CartoDB has an excellent and easy-to-use synced tables feature, that reads data from a public URL on a regular schedule and keeps an associated CartoDB table up-to-date. However, synced tables require the data to be publicly available so CartoDB can read it, and that the destination table get over-written at each update.
For some users, these limitations are not acceptable–their data is not public or they want to continually append new information to their table.

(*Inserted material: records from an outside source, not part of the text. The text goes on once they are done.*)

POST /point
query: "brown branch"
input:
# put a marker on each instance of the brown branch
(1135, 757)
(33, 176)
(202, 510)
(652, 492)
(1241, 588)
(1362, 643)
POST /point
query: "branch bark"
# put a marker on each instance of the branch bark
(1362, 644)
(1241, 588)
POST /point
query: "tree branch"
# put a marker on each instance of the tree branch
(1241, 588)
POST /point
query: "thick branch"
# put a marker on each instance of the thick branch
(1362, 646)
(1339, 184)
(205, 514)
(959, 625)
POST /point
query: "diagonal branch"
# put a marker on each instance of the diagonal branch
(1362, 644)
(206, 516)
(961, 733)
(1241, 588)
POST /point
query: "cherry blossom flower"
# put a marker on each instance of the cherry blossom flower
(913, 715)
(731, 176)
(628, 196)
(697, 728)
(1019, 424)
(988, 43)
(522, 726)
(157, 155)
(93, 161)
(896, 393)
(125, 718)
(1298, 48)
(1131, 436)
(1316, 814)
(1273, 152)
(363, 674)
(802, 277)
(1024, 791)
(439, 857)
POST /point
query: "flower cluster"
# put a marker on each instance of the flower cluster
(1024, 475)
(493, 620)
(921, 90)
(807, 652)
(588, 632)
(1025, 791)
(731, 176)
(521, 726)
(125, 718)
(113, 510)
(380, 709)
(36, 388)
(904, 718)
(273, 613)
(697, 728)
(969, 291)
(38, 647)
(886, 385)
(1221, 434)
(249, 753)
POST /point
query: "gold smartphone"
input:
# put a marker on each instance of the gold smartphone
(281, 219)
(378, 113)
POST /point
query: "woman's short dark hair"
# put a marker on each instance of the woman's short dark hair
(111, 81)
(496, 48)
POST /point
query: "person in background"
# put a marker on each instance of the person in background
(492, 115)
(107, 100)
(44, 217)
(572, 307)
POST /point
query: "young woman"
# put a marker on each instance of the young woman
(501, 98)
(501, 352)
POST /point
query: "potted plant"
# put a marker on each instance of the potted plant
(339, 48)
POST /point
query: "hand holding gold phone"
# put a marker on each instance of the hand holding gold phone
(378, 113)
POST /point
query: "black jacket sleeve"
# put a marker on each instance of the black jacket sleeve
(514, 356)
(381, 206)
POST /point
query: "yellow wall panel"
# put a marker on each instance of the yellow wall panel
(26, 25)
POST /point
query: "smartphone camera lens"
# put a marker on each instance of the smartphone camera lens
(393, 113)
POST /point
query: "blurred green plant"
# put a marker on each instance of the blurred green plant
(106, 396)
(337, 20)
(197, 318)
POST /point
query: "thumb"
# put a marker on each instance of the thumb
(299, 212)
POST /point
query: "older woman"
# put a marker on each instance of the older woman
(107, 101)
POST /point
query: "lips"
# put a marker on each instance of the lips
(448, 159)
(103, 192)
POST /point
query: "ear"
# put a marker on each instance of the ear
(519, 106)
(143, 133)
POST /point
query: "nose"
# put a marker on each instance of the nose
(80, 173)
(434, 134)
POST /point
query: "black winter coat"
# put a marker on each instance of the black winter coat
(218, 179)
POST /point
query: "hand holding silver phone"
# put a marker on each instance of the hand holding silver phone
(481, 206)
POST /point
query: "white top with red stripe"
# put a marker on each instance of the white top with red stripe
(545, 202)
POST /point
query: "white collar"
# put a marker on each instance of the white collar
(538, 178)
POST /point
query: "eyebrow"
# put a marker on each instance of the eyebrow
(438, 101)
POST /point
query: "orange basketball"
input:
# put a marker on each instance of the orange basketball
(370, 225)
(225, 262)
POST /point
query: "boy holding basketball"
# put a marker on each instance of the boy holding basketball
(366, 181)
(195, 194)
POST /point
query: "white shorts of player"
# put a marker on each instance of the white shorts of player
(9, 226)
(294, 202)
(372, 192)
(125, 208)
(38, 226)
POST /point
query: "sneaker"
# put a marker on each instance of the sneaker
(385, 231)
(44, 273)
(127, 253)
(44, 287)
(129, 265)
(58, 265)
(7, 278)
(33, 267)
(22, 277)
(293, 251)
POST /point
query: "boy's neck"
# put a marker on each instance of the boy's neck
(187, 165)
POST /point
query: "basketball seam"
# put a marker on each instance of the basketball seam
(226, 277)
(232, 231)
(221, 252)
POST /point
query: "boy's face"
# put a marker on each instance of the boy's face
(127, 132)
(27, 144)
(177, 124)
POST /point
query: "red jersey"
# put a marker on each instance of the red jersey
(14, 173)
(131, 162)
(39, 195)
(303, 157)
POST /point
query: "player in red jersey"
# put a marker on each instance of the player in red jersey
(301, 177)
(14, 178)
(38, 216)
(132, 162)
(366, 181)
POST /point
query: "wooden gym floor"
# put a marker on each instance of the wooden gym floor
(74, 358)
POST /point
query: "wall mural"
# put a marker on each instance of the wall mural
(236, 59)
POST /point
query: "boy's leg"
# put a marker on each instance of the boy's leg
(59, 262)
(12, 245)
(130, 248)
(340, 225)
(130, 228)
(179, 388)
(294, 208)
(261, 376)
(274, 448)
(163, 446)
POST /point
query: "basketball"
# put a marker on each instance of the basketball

Fortunately, it’s easy to create your own live data tables in CartoDB, updated on your own schedule, from your private data, using the ogr2ogr tool from the open source GDAL library. The support for CartoDB in GDAL has gotten a lot better recently, so use the latest version from SVN, or the upcoming GDAL 2.0 release.
Initial Load
You can load a fresh table directly into CartoDB using ogr2ogr like this (I’m loading my trusty 1:250K map grid for British Columbia):
ogr2ogr \
--config CARTODB_API_KEY abcdefghijabcdefghijabcdefghijabcdefghij \
-t_srs EPSG:4326 \
-f CartoDB \
"CartoDB:pramsey" \
g250.shp
The commandline syntax of ogr2ogr is not the most obvious thing in the world.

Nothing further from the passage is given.